27. Afin d'assurer le respect de ces mesures, l'article 6 de la directive dispose que toute entreprise qui élimine les huiles usagées doit obtenir une autorisation, accordée par l'Administration nationale compétente, pour autant que de besoin après examen des installations et visant à imposer les conditions requises par l'état de la technique.

28. Outre ce contrôle préventif, des mesures de contrôle a posteriori sont prévues par les articles 11 et 12 de la directive, qui exigent, d'une part, la communication par les entreprises des renseignements sur l'élimination et le dépôt des huiles usagées et de leurs résidus et, d'autre part, le contrôle périodique de ces entreprises, notamment en ce qui concerne le respect des conditions requises par l'autorisation.

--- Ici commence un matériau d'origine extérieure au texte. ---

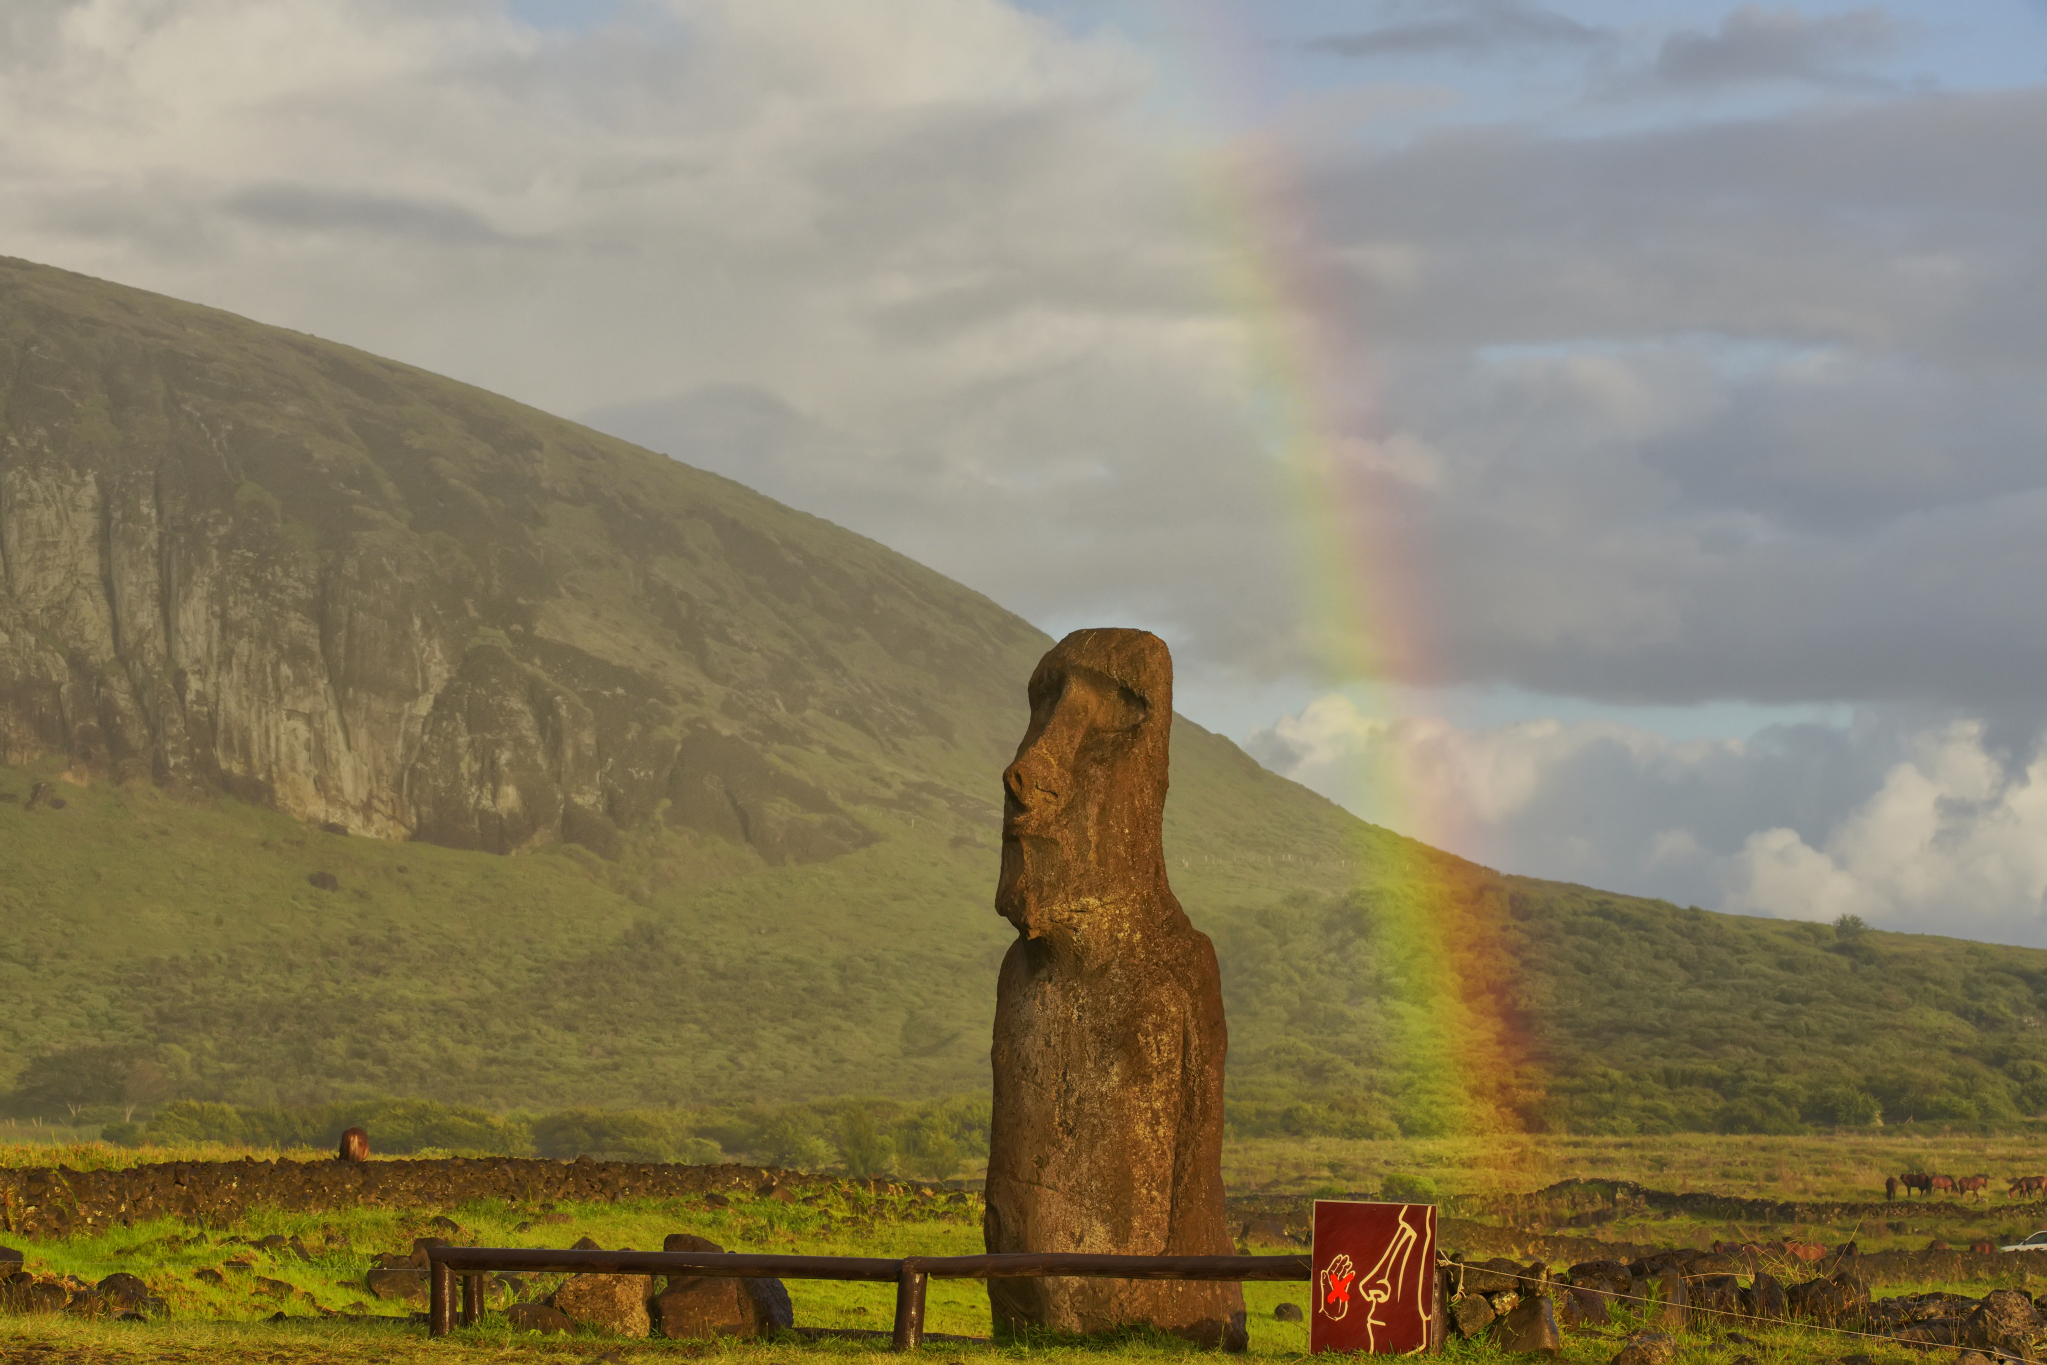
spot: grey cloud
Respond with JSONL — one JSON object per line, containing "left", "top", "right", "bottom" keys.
{"left": 1654, "top": 5, "right": 1903, "bottom": 91}
{"left": 225, "top": 184, "right": 516, "bottom": 245}
{"left": 1305, "top": 0, "right": 1609, "bottom": 60}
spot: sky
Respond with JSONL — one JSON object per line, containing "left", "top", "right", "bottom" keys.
{"left": 3, "top": 0, "right": 2046, "bottom": 942}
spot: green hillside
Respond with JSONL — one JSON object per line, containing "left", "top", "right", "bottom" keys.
{"left": 4, "top": 255, "right": 2046, "bottom": 1141}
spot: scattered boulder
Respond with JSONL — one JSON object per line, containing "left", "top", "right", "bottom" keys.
{"left": 95, "top": 1273, "right": 165, "bottom": 1318}
{"left": 505, "top": 1301, "right": 573, "bottom": 1334}
{"left": 1239, "top": 1218, "right": 1298, "bottom": 1248}
{"left": 365, "top": 1269, "right": 428, "bottom": 1307}
{"left": 0, "top": 1248, "right": 20, "bottom": 1272}
{"left": 1273, "top": 1302, "right": 1303, "bottom": 1322}
{"left": 1607, "top": 1331, "right": 1677, "bottom": 1365}
{"left": 652, "top": 1233, "right": 789, "bottom": 1339}
{"left": 1688, "top": 1273, "right": 1741, "bottom": 1329}
{"left": 1492, "top": 1296, "right": 1561, "bottom": 1357}
{"left": 307, "top": 871, "right": 339, "bottom": 891}
{"left": 1961, "top": 1288, "right": 2043, "bottom": 1357}
{"left": 1747, "top": 1271, "right": 1787, "bottom": 1322}
{"left": 1451, "top": 1294, "right": 1496, "bottom": 1338}
{"left": 1638, "top": 1270, "right": 1688, "bottom": 1331}
{"left": 553, "top": 1272, "right": 653, "bottom": 1337}
{"left": 571, "top": 1236, "right": 603, "bottom": 1251}
{"left": 193, "top": 1269, "right": 225, "bottom": 1286}
{"left": 428, "top": 1215, "right": 462, "bottom": 1236}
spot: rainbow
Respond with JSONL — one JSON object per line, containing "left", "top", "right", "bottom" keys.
{"left": 1163, "top": 8, "right": 1542, "bottom": 1141}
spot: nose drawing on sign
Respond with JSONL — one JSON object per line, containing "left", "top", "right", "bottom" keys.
{"left": 1319, "top": 1210, "right": 1424, "bottom": 1352}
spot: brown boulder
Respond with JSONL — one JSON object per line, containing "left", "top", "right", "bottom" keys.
{"left": 1492, "top": 1296, "right": 1561, "bottom": 1357}
{"left": 553, "top": 1272, "right": 653, "bottom": 1337}
{"left": 1962, "top": 1288, "right": 2042, "bottom": 1356}
{"left": 1607, "top": 1331, "right": 1677, "bottom": 1365}
{"left": 983, "top": 631, "right": 1245, "bottom": 1352}
{"left": 505, "top": 1301, "right": 573, "bottom": 1334}
{"left": 652, "top": 1233, "right": 789, "bottom": 1339}
{"left": 365, "top": 1268, "right": 427, "bottom": 1306}
{"left": 1746, "top": 1271, "right": 1787, "bottom": 1321}
{"left": 1451, "top": 1294, "right": 1496, "bottom": 1338}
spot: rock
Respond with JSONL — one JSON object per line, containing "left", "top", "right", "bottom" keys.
{"left": 253, "top": 1234, "right": 289, "bottom": 1251}
{"left": 1464, "top": 1257, "right": 1532, "bottom": 1295}
{"left": 0, "top": 1248, "right": 20, "bottom": 1271}
{"left": 1608, "top": 1331, "right": 1677, "bottom": 1365}
{"left": 1451, "top": 1294, "right": 1497, "bottom": 1338}
{"left": 1787, "top": 1273, "right": 1867, "bottom": 1325}
{"left": 1688, "top": 1273, "right": 1741, "bottom": 1328}
{"left": 1928, "top": 1240, "right": 1952, "bottom": 1251}
{"left": 95, "top": 1273, "right": 162, "bottom": 1316}
{"left": 1492, "top": 1296, "right": 1561, "bottom": 1357}
{"left": 1273, "top": 1302, "right": 1303, "bottom": 1322}
{"left": 428, "top": 1215, "right": 462, "bottom": 1235}
{"left": 365, "top": 1269, "right": 428, "bottom": 1306}
{"left": 1239, "top": 1218, "right": 1297, "bottom": 1248}
{"left": 571, "top": 1236, "right": 603, "bottom": 1251}
{"left": 15, "top": 1280, "right": 68, "bottom": 1314}
{"left": 1962, "top": 1288, "right": 2042, "bottom": 1355}
{"left": 984, "top": 631, "right": 1244, "bottom": 1353}
{"left": 1566, "top": 1260, "right": 1630, "bottom": 1295}
{"left": 307, "top": 871, "right": 339, "bottom": 891}
{"left": 64, "top": 1290, "right": 110, "bottom": 1318}
{"left": 505, "top": 1302, "right": 573, "bottom": 1334}
{"left": 1563, "top": 1286, "right": 1611, "bottom": 1327}
{"left": 653, "top": 1233, "right": 788, "bottom": 1339}
{"left": 338, "top": 1128, "right": 369, "bottom": 1162}
{"left": 193, "top": 1269, "right": 224, "bottom": 1286}
{"left": 1638, "top": 1270, "right": 1687, "bottom": 1331}
{"left": 553, "top": 1273, "right": 653, "bottom": 1337}
{"left": 320, "top": 821, "right": 349, "bottom": 835}
{"left": 702, "top": 1193, "right": 731, "bottom": 1209}
{"left": 252, "top": 1277, "right": 296, "bottom": 1299}
{"left": 1748, "top": 1271, "right": 1787, "bottom": 1321}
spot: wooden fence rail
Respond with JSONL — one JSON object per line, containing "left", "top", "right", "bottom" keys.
{"left": 425, "top": 1246, "right": 1315, "bottom": 1350}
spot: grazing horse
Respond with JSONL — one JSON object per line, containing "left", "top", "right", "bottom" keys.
{"left": 1929, "top": 1174, "right": 1957, "bottom": 1196}
{"left": 1885, "top": 1175, "right": 1898, "bottom": 1201}
{"left": 1956, "top": 1174, "right": 1989, "bottom": 1201}
{"left": 2009, "top": 1175, "right": 2046, "bottom": 1199}
{"left": 1901, "top": 1172, "right": 1934, "bottom": 1196}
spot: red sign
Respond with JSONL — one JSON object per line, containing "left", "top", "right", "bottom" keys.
{"left": 1309, "top": 1200, "right": 1437, "bottom": 1355}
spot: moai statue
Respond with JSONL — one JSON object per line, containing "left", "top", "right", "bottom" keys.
{"left": 984, "top": 628, "right": 1246, "bottom": 1351}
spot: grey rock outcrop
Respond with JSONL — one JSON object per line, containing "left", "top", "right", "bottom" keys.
{"left": 0, "top": 256, "right": 1050, "bottom": 857}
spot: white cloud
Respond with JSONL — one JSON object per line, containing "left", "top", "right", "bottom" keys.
{"left": 1726, "top": 722, "right": 2047, "bottom": 941}
{"left": 1249, "top": 697, "right": 2047, "bottom": 946}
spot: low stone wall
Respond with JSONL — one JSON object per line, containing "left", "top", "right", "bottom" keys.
{"left": 0, "top": 1158, "right": 813, "bottom": 1240}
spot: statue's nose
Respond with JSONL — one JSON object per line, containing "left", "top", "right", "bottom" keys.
{"left": 1003, "top": 754, "right": 1059, "bottom": 812}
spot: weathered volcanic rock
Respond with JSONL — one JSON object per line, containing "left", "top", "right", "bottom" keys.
{"left": 506, "top": 1301, "right": 572, "bottom": 1334}
{"left": 365, "top": 1269, "right": 428, "bottom": 1306}
{"left": 553, "top": 1272, "right": 653, "bottom": 1337}
{"left": 984, "top": 630, "right": 1245, "bottom": 1351}
{"left": 1492, "top": 1296, "right": 1561, "bottom": 1357}
{"left": 652, "top": 1232, "right": 790, "bottom": 1339}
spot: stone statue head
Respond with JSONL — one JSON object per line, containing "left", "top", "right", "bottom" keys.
{"left": 996, "top": 628, "right": 1173, "bottom": 943}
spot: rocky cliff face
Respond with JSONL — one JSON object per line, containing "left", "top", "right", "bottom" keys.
{"left": 0, "top": 257, "right": 1043, "bottom": 859}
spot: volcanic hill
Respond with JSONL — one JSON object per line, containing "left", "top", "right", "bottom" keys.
{"left": 4, "top": 255, "right": 2046, "bottom": 1141}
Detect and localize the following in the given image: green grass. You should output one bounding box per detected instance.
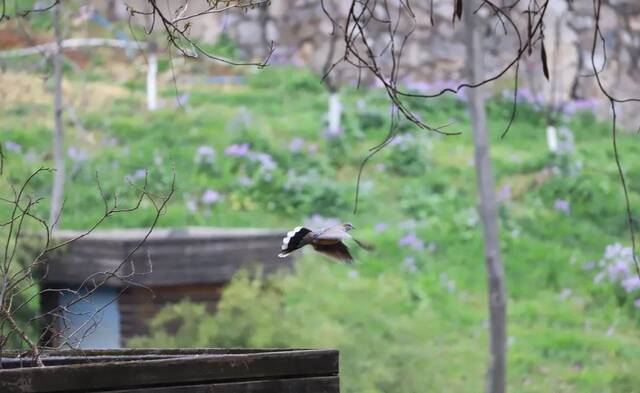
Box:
[3,64,640,393]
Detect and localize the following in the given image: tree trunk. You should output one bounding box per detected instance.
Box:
[50,1,65,231]
[327,92,342,136]
[146,51,158,111]
[463,2,507,393]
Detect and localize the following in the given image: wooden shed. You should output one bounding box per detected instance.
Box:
[40,227,289,348]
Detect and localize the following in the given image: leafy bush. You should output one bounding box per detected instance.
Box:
[592,243,640,315]
[130,261,484,393]
[386,133,432,177]
[247,66,325,95]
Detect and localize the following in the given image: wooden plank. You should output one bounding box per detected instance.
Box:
[0,350,339,393]
[0,355,183,368]
[53,228,287,242]
[117,261,292,287]
[1,348,308,357]
[106,376,339,393]
[43,233,290,287]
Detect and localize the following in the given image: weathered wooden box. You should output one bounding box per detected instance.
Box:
[0,348,339,392]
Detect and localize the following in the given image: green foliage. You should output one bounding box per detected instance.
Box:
[247,66,325,95]
[196,33,241,61]
[131,262,485,393]
[386,133,433,177]
[3,62,640,392]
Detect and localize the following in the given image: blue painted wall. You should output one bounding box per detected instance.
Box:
[57,287,121,349]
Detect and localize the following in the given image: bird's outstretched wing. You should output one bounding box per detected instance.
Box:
[314,224,349,240]
[312,241,353,263]
[353,237,375,251]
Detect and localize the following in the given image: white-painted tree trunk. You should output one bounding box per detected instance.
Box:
[546,125,558,153]
[50,1,65,231]
[327,92,342,136]
[147,53,158,111]
[463,2,507,392]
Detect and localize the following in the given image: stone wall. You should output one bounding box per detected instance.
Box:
[100,0,640,127]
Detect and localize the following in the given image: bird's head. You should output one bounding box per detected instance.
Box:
[342,223,355,231]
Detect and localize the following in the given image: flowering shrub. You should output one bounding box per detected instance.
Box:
[551,127,582,177]
[593,243,640,311]
[348,99,386,133]
[387,133,432,176]
[224,142,277,181]
[562,99,599,116]
[226,107,253,134]
[195,145,216,164]
[398,232,425,251]
[553,199,571,215]
[194,145,217,176]
[281,169,347,216]
[4,140,22,153]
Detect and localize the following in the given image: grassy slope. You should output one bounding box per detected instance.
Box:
[2,64,640,392]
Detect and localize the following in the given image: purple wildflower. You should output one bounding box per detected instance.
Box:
[399,233,424,250]
[593,271,606,284]
[201,189,221,205]
[195,145,216,163]
[307,144,318,155]
[4,141,22,153]
[563,99,599,115]
[427,242,437,253]
[67,147,88,162]
[556,127,575,156]
[374,223,388,233]
[185,199,198,213]
[237,176,252,186]
[634,298,640,309]
[224,143,250,157]
[497,185,512,203]
[502,88,541,107]
[607,260,629,283]
[559,288,572,300]
[604,243,631,260]
[606,325,615,336]
[405,79,463,95]
[289,138,305,153]
[622,276,640,293]
[251,152,277,171]
[323,126,343,139]
[403,257,418,273]
[405,80,431,92]
[554,199,571,215]
[439,273,456,292]
[124,169,147,183]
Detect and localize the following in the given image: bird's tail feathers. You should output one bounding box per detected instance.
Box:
[279,226,313,257]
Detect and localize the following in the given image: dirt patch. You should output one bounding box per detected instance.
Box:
[0,71,135,113]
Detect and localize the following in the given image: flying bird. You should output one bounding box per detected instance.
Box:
[278,223,372,262]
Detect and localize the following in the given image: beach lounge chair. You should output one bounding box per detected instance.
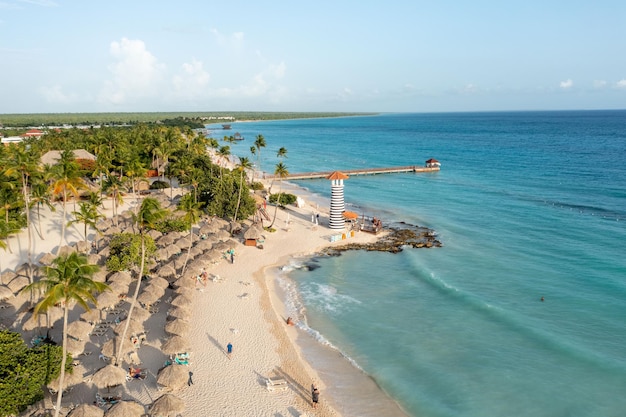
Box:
[265,376,288,391]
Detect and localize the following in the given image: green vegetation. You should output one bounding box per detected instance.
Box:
[0,111,374,128]
[268,192,297,206]
[0,330,68,417]
[106,232,156,272]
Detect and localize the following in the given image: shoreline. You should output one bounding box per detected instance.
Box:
[1,180,410,416]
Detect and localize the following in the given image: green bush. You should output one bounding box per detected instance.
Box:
[268,193,297,206]
[150,180,169,190]
[154,217,189,234]
[250,182,265,191]
[106,233,156,272]
[0,330,68,417]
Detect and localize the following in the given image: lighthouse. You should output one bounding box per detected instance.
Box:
[327,171,349,230]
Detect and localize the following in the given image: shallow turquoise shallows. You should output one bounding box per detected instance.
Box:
[209,111,626,417]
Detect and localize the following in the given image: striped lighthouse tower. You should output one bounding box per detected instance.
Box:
[327,171,349,230]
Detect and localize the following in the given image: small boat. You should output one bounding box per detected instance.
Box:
[222,124,231,130]
[234,132,244,141]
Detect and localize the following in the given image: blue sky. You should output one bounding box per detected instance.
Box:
[1,0,625,113]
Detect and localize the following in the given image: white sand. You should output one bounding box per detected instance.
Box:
[2,184,387,417]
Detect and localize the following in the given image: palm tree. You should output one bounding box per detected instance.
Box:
[178,194,204,279]
[5,146,40,282]
[116,197,167,364]
[51,150,85,253]
[268,162,289,229]
[29,176,56,240]
[68,202,103,244]
[22,252,108,417]
[125,157,147,204]
[254,134,266,176]
[232,156,253,230]
[102,175,125,225]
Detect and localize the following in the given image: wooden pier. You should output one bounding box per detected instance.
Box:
[265,165,439,180]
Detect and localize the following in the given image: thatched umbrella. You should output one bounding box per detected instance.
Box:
[156,365,188,391]
[188,245,204,259]
[49,364,87,392]
[0,285,14,301]
[170,295,192,308]
[147,229,162,240]
[157,234,176,247]
[149,276,170,290]
[105,400,144,417]
[175,287,194,299]
[154,248,170,262]
[87,253,106,266]
[97,291,119,309]
[98,246,110,257]
[7,275,29,293]
[66,337,87,356]
[108,271,132,285]
[75,240,91,253]
[204,249,222,263]
[161,335,190,355]
[149,393,185,416]
[173,276,193,290]
[58,245,77,256]
[166,245,181,258]
[156,264,176,279]
[92,364,126,390]
[167,305,190,319]
[143,283,166,298]
[187,258,209,273]
[244,223,263,240]
[67,320,93,340]
[101,337,122,358]
[131,306,151,323]
[107,281,129,296]
[1,270,17,286]
[38,252,56,266]
[173,238,190,252]
[105,226,121,236]
[194,239,213,252]
[114,318,143,336]
[91,269,108,283]
[23,306,63,331]
[68,403,104,417]
[137,289,162,306]
[81,308,103,324]
[164,319,190,337]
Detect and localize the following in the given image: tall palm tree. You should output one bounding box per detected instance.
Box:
[268,162,288,229]
[51,150,85,253]
[254,134,266,176]
[5,146,40,282]
[116,197,167,364]
[22,252,108,417]
[29,176,56,240]
[68,202,103,243]
[232,156,253,229]
[102,175,125,226]
[178,194,204,279]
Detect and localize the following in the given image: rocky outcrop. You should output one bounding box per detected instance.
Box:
[322,223,442,256]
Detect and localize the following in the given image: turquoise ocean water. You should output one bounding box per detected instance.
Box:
[209,111,626,417]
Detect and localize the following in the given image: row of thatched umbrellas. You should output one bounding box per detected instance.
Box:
[65,393,185,417]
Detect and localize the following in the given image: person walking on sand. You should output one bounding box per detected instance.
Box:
[312,386,320,408]
[227,342,233,358]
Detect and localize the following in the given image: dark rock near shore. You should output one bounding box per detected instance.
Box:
[321,223,442,256]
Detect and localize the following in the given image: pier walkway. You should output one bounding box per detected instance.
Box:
[264,165,439,180]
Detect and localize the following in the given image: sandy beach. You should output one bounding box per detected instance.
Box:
[1,176,397,416]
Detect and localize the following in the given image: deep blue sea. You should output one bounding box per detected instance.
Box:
[209,111,626,417]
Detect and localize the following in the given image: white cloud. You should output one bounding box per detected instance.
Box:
[593,80,607,89]
[172,58,210,98]
[99,38,165,105]
[210,28,245,48]
[616,79,626,89]
[560,79,573,89]
[40,84,77,103]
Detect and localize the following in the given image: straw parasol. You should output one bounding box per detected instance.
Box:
[175,287,194,298]
[7,275,29,293]
[149,393,185,416]
[167,306,190,320]
[58,245,77,256]
[68,403,104,417]
[87,253,105,266]
[194,239,213,251]
[173,276,193,290]
[92,364,127,390]
[161,335,190,355]
[67,320,93,340]
[138,289,162,305]
[81,308,103,324]
[131,305,151,323]
[96,291,119,309]
[0,285,14,301]
[66,337,87,356]
[75,240,91,253]
[105,400,144,417]
[1,270,17,286]
[154,248,170,262]
[91,269,108,283]
[157,234,176,247]
[108,271,132,285]
[101,337,122,357]
[164,319,190,337]
[49,364,87,392]
[113,318,143,336]
[243,223,264,240]
[38,252,56,266]
[204,249,222,263]
[107,281,129,296]
[188,245,204,259]
[149,275,170,290]
[143,283,166,298]
[170,295,192,308]
[156,365,188,391]
[156,264,176,279]
[147,229,162,240]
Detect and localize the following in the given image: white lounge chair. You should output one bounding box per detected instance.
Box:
[265,377,288,391]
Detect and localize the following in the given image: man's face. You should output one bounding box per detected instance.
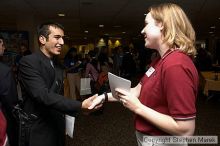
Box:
[0,39,5,56]
[39,26,64,58]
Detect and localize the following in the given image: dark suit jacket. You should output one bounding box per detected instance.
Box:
[18,51,82,146]
[0,62,19,146]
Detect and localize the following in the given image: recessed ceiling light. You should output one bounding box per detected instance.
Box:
[84,30,88,33]
[99,24,104,28]
[58,13,65,17]
[210,26,216,29]
[122,32,126,34]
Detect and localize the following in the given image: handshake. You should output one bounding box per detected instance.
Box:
[81,93,108,113]
[80,88,135,113]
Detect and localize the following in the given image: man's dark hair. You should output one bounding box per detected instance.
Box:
[37,22,64,40]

29. Il découle de ces dispositions que la directive impose aux Etats membres d'interdire toute forme d'élimination des huiles usagées qui auraient des effets préjudiciables sur l'environnement. C'est dans ce but que la directive oblige les Etats membres a instituer un système d'agrément préalable et de contrôle a posteriori efficace.

30. Il convient donc de répondre à la deuxième question que l'interdiction de brûlage des huiles usagées a des conditions autres que celles permises dans le cadre d'une réglementation du type de la réglementation française n'est pas incompatible avec la directive 75-439.

31. Sur les dépens les frais exposés par les Gouvernements allemand, français et italien, ainsi que par la Commission et le Conseil des Communautés européennes, qui ont soumis des observations à la Cour, ne peuvent faire l'objet d'un remboursement. La procédure revêtant, a l'égard des parties au principal, le caractère d'un incident soulevé devant la juridiction nationale, il appartient a celle-ci de statuer sur les dépens.

Par ces motifs,

LA COUR,

Statuant sur les questions à elles soumises par le Tribunal de grande instance de Créteil, par jugement du 23 mars 1983, dit pour droit :

1) l'examen des articles 5, 6, 13 et 14 de la directive 75-439 du Conseil, du 16 juin 1975, n'a révèlé aucun élément de nature a mettre en doute leur validité.

2) l'interdiction de brûlage des huiles usagées à des conditions autres que celles permises dans le cadre d'une réglementation du type de la réglementation française n'est pas incompatible avec la directive 75-439.